The result from this structural annotation were used for the differential expression in the software HTSeq.
To do a functional annotation the software eggNOGmapper were used, which were run with the script Functional_analysis.sh. The corrected assembly were used as input to eggNOGmapper. In this software several options are possible, for this analysis diamond blastp were used, which is also the default. In the command a flag was used to specify the type of sequence the input data is, this one was set to "genome". The result from the functional analysis were used to see a suggested function for an interesting gene, more about that further in the analysis description.
The software HTSeq were used to count the mapping reads to genomic features. To use this, the bam files from the mapping of DNA and transcriptome were sorted, this were performed with the script Sort_BAM_files.sh. After that the script Read_counting.sh were run to use HTSeq were the agusutus.hints.gff file from the structural annotation were used along with each of the sorted files as input. Flags are used to specify that the mapped files are sorted by position, which one is the ID attribute as well as that the input format is in BAM. The output are one file for each mapped file that specify the counting. These are downloaded to the local computer with Rsync to be used in R with the package DESeq2.
DESeq2 is a package used in R with RStudio. It is installed using this command:
if (!require("BiocManager", quietly = TRUE))

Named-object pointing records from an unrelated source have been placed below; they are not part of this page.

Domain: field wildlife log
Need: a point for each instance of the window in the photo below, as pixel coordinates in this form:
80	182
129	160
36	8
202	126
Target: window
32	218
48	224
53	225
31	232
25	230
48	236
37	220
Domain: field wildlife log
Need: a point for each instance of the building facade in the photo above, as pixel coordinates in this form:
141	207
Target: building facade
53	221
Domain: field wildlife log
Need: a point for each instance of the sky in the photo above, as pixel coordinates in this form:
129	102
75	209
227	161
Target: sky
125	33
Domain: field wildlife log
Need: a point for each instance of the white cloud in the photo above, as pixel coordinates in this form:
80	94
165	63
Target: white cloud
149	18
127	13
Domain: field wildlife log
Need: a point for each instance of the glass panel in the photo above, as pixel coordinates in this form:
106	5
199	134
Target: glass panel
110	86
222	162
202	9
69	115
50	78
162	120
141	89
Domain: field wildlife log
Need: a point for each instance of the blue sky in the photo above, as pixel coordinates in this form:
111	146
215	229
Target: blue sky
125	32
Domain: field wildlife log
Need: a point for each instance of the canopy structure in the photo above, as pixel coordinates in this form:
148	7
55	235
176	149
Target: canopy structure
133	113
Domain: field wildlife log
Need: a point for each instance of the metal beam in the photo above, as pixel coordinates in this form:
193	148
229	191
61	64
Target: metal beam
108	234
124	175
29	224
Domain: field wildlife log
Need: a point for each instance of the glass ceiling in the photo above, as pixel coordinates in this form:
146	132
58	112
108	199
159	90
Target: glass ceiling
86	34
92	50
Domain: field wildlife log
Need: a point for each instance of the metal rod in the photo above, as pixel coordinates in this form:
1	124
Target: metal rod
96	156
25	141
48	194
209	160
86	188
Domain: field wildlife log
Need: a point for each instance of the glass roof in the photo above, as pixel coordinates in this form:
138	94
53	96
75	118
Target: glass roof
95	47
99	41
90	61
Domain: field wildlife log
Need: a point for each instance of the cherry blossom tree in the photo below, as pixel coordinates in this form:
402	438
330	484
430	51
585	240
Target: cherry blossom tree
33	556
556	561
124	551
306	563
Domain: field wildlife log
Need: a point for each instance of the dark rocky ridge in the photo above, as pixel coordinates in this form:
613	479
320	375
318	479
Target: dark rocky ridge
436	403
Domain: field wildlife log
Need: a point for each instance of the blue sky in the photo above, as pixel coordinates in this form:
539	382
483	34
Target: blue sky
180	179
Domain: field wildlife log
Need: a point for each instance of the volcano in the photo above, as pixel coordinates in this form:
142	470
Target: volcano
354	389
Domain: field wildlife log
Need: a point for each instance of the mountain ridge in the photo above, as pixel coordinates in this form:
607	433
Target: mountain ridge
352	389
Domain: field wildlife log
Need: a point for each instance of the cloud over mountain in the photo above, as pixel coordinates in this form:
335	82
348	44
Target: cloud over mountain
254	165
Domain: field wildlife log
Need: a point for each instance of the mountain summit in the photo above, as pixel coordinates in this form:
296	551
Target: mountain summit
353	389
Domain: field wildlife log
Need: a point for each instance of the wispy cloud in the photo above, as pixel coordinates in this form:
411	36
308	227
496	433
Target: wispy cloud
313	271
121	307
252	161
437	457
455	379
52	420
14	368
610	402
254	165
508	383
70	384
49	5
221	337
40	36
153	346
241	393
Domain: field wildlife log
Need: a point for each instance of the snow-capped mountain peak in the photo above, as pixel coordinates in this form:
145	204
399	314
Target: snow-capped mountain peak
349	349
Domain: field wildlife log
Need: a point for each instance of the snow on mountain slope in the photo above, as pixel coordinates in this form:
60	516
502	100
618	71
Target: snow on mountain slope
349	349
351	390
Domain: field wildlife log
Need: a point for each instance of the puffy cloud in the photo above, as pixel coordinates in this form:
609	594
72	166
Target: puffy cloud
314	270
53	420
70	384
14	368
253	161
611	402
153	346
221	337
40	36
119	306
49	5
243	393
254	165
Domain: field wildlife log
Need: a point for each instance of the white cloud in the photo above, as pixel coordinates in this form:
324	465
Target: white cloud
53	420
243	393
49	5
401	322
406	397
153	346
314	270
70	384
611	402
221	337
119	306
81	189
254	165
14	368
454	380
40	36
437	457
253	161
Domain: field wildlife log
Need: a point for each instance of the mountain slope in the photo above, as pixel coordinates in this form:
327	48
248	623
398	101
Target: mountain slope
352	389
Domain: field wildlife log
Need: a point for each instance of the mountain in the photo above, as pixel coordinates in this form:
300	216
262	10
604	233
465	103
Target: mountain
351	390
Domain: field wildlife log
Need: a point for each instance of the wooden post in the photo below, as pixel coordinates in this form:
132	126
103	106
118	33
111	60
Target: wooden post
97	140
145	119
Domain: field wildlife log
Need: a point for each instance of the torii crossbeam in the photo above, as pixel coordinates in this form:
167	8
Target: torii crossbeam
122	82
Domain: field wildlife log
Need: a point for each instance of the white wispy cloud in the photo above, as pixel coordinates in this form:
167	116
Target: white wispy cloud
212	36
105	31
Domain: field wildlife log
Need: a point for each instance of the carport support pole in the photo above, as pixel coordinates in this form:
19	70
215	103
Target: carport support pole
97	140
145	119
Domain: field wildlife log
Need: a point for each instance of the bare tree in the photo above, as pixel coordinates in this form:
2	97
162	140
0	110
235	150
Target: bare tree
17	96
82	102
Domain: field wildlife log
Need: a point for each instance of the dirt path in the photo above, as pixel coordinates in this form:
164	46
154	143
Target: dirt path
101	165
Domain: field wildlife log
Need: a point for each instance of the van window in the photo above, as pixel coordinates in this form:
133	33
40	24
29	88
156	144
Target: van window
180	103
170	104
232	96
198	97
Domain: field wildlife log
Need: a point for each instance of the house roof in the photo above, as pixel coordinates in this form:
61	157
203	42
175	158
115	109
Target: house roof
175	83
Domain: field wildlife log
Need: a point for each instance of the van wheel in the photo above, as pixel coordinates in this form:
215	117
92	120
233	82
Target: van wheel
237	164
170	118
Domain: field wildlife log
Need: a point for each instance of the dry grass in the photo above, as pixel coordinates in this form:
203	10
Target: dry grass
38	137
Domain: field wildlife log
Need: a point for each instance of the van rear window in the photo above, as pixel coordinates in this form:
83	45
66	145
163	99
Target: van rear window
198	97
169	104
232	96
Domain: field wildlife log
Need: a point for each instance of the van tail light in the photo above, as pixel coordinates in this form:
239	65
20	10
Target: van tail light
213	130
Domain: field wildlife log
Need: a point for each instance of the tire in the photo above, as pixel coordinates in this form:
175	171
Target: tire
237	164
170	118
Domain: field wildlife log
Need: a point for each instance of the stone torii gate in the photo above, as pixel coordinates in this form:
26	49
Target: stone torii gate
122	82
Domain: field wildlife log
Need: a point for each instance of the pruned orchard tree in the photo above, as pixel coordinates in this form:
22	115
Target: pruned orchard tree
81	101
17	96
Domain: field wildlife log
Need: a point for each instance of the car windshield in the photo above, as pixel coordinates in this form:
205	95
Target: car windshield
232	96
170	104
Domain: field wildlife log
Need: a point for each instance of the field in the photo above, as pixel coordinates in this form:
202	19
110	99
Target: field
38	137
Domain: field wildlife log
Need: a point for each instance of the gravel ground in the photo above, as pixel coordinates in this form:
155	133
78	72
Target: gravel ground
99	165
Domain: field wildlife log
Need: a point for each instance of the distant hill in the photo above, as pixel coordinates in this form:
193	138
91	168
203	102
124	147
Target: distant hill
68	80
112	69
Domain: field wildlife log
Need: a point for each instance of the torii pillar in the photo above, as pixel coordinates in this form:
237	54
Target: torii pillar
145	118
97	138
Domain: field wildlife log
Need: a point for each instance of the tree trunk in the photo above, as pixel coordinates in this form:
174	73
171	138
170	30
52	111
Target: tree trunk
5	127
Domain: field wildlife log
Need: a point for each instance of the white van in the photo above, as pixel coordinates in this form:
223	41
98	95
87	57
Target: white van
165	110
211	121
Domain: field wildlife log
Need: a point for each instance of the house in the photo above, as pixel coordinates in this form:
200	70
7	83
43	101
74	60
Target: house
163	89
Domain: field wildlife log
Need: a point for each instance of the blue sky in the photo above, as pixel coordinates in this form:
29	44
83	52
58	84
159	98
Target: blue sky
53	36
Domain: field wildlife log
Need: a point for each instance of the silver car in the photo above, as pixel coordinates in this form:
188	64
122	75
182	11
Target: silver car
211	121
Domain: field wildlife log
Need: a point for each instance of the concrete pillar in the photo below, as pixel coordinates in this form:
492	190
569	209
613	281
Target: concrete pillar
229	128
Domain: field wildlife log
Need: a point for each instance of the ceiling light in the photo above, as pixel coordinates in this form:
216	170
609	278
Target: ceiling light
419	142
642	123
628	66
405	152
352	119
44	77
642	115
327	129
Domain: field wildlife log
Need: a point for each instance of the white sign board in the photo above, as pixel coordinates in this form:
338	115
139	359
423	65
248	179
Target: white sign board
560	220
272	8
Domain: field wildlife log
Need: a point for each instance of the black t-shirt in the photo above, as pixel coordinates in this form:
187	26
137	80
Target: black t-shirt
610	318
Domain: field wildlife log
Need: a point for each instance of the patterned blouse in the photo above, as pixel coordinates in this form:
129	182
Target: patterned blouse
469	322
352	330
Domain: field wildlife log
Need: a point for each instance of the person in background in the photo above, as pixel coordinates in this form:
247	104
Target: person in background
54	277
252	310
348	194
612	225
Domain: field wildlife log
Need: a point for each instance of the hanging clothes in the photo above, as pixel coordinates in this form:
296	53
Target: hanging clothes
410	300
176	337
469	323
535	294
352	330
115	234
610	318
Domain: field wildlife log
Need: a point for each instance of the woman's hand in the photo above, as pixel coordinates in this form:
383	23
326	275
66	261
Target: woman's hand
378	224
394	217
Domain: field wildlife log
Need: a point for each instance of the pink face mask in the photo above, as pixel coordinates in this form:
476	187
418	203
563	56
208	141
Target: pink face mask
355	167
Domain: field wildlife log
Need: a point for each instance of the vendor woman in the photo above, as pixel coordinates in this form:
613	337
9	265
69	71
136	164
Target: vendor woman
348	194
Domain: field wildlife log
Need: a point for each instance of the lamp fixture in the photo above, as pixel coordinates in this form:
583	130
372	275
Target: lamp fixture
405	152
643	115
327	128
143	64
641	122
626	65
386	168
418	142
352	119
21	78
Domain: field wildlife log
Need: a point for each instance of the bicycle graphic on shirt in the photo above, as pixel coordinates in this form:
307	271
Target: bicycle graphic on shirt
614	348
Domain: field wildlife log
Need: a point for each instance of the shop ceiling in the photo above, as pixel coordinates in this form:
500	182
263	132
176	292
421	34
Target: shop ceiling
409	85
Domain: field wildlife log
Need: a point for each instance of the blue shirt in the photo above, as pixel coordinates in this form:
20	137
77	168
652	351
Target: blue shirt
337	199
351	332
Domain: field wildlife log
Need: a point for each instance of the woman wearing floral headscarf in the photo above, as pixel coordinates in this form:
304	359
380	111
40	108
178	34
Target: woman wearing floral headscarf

install.packages("BiocManager")
BiocManager::install("DESeq2")
The code for doing the analysis can be found in the file DeSeq2.R. Using DESeq2 a heat map and a PCA are performed with the read counting as input, the results can be seen below.
Heat map
Figure 9. Heat map from the read counting, showing the 15 genes with most variance.
In figure 9 the heat map can be seen. On the y-axis there are the 15 genes with the most variance. Each of these are picked out and searched for in the augustus.hints.gff3 file which were produced from the structural annotation analysis step. There, another name in the format "tig00000XXX_pilon" is noted which in its turn is searched for in the functional annotation output file Functional_annotations.emapper.gff. If a hit was found with the correct start position, the annotated function of this hit was noted. This resulted in two hits of the 15 checked genes. These can be seen below in table 1.
Table 1. Table with the genes of interest and their annotated function.
The gene g1502 were red in the heat map for the three specified samples in table 1, but only light red which means that there are not as much expression variance compared to the other samples compared to if it would have been dark red. The color scale between red and blue is an indication of how much the gene expression varies. The second gene in table 1 is g653 which is dark red for the specified sample from aril in the Monthong. This means that the variation of expression is larger between the samples for this gene.
PCA
Figure 10. PCA from the read counting.
In figure 10 of the PCA there can be seen that the sample from stem, root and leaf are close to each other. That means that the variance of expression between these are quite low. While for the samples of aril of Musang King and the samples from aril of Monthong, the data points are more far away from each others. This means that there are more variance in expression between these samples, and that is therefore an indication that there are differences in how genes are expressed in the arils between different fruits.